REVIEW: King Cobra

19 04 2017

There’s plenty of “period” footage in Justin Kelly’s “King Cobra” to date the film back to the mid-2000s. Videos have that digital grain from the middling quality video camera available at the time. A character turns the lens of a digital camera to face him for a selfie, pre-front facing touchscreen.

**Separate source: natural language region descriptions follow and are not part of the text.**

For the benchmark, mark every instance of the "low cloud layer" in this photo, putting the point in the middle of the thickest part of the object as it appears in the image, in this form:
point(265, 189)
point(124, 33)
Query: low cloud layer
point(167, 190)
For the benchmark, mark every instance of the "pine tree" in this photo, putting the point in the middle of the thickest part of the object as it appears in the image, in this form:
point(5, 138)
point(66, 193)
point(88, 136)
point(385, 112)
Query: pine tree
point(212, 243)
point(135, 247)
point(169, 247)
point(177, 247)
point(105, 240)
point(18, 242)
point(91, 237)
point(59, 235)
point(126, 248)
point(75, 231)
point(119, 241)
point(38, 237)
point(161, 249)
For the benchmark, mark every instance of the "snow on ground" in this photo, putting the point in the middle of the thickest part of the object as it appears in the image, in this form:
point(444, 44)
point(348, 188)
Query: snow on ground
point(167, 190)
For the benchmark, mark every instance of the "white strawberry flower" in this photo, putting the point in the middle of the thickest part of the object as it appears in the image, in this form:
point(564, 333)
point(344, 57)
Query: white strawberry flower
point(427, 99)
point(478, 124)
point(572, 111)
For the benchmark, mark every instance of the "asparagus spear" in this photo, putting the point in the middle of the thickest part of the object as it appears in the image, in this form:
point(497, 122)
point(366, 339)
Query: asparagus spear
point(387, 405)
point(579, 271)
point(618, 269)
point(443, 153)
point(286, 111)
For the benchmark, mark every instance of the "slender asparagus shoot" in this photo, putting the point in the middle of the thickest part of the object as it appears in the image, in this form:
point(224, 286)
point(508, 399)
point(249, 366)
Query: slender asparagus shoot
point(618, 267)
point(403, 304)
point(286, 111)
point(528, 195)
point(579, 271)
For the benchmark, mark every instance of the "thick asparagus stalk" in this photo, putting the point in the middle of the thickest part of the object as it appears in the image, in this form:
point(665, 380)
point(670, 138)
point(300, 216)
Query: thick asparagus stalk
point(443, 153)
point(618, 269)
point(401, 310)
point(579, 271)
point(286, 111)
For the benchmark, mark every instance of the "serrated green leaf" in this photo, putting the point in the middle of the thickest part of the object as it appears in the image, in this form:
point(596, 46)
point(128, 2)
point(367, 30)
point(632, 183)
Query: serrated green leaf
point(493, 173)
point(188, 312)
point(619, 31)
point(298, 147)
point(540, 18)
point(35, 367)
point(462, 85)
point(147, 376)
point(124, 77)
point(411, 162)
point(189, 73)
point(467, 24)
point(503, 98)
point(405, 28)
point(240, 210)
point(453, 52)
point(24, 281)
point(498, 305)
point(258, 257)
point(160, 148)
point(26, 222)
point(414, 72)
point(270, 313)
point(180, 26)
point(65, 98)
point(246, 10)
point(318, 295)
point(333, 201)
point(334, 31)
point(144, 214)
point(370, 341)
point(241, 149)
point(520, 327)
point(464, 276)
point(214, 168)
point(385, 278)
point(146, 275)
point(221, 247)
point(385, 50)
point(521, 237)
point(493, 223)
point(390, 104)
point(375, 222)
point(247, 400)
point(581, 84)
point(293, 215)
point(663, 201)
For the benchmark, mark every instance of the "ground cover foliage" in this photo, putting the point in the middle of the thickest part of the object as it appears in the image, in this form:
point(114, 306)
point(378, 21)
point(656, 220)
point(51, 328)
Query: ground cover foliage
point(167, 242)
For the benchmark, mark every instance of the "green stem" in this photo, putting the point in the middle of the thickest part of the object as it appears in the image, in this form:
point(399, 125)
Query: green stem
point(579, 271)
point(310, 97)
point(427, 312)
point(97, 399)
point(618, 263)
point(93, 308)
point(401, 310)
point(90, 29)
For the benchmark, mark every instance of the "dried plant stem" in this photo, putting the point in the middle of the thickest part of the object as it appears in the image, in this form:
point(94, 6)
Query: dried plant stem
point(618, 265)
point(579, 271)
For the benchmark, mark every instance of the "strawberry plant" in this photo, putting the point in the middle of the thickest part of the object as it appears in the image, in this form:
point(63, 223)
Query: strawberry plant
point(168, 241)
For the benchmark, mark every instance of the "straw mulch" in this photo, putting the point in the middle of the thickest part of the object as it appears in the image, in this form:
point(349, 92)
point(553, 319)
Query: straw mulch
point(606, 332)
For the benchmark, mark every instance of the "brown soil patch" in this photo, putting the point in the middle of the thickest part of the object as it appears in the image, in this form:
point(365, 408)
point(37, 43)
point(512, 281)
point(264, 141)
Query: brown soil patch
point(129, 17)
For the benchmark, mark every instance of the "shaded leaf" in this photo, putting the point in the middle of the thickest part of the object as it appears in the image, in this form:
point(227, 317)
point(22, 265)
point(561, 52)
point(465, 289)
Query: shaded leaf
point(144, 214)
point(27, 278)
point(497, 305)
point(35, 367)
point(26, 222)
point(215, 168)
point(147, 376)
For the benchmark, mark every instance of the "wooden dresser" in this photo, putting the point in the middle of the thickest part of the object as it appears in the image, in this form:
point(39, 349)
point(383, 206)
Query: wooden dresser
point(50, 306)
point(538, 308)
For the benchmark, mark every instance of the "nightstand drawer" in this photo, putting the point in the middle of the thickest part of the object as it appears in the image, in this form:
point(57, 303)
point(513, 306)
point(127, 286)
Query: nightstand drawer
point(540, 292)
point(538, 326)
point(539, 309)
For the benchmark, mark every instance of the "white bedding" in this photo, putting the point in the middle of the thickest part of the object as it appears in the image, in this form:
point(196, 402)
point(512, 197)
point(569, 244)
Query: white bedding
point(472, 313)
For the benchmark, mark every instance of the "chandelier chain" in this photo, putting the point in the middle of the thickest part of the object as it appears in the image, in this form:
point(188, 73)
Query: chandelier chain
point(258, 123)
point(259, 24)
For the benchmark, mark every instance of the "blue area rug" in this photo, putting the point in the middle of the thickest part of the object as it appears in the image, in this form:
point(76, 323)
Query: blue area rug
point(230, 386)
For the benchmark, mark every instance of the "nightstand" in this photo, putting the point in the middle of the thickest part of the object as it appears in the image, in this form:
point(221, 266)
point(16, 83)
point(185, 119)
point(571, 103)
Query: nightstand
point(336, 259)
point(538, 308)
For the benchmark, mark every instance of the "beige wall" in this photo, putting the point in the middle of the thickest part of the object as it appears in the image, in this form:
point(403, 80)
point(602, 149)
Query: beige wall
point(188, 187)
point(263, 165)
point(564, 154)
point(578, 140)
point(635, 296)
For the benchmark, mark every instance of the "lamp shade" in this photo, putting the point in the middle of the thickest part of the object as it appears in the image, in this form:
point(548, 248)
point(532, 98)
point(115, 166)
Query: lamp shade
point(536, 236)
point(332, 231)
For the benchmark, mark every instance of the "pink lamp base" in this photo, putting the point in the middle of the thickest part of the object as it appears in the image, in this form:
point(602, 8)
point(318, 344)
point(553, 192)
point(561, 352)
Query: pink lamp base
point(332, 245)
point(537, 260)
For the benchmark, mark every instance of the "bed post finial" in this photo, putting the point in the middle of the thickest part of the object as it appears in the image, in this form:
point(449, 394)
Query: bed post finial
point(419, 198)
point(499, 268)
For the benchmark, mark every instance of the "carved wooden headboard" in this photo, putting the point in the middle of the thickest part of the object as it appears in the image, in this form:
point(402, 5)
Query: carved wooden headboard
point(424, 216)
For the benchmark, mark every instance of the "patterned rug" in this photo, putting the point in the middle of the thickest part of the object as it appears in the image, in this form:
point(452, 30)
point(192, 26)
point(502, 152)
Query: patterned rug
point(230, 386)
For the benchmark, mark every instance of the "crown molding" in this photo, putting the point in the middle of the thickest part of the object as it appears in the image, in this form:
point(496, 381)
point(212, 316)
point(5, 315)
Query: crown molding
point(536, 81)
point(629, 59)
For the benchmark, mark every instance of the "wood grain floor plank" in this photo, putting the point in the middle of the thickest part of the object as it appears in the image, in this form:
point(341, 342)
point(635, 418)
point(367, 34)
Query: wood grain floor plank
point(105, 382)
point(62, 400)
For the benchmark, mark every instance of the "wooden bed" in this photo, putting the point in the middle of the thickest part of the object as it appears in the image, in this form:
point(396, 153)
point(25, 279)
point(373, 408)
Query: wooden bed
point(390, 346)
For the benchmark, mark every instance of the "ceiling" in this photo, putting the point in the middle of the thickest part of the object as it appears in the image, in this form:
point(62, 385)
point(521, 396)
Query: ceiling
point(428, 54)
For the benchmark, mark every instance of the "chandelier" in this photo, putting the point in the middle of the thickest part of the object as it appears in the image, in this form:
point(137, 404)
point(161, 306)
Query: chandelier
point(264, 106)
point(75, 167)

Yet of all the things that locate the film in the time, there was one indelible image. Shockingly, in a movie set in the world of gay pornography, it was not something involving explicit sex. (And for those looking for that kind of thing, this isn’t some low-budget Skinemax flick.) It’s the news showing footage of Hurricane Katrina’s devastation, summoning a cascade of memories of what it was like to be alive in 2005. The odd mix of malaise, shame and embarrassment provides a fitting backdrop for “King Cobra,” where gay characters of various comfort levels in their sexuality grapple with the era’s repression.

It’s too bad that the film doesn’t just borrow the mood of the Bush era. It also takes the stereotypes. Though based on a true story, every gay character in “King Cobra” fits into some kind of tired, lazy archetype: the young and nubile stud, the predatory porn producer, the aging diva, the jealous lover. The actors play them as clingy, feminine and sexually voracious. We’re talking pre-“Brokeback Mountain” style caricatures here.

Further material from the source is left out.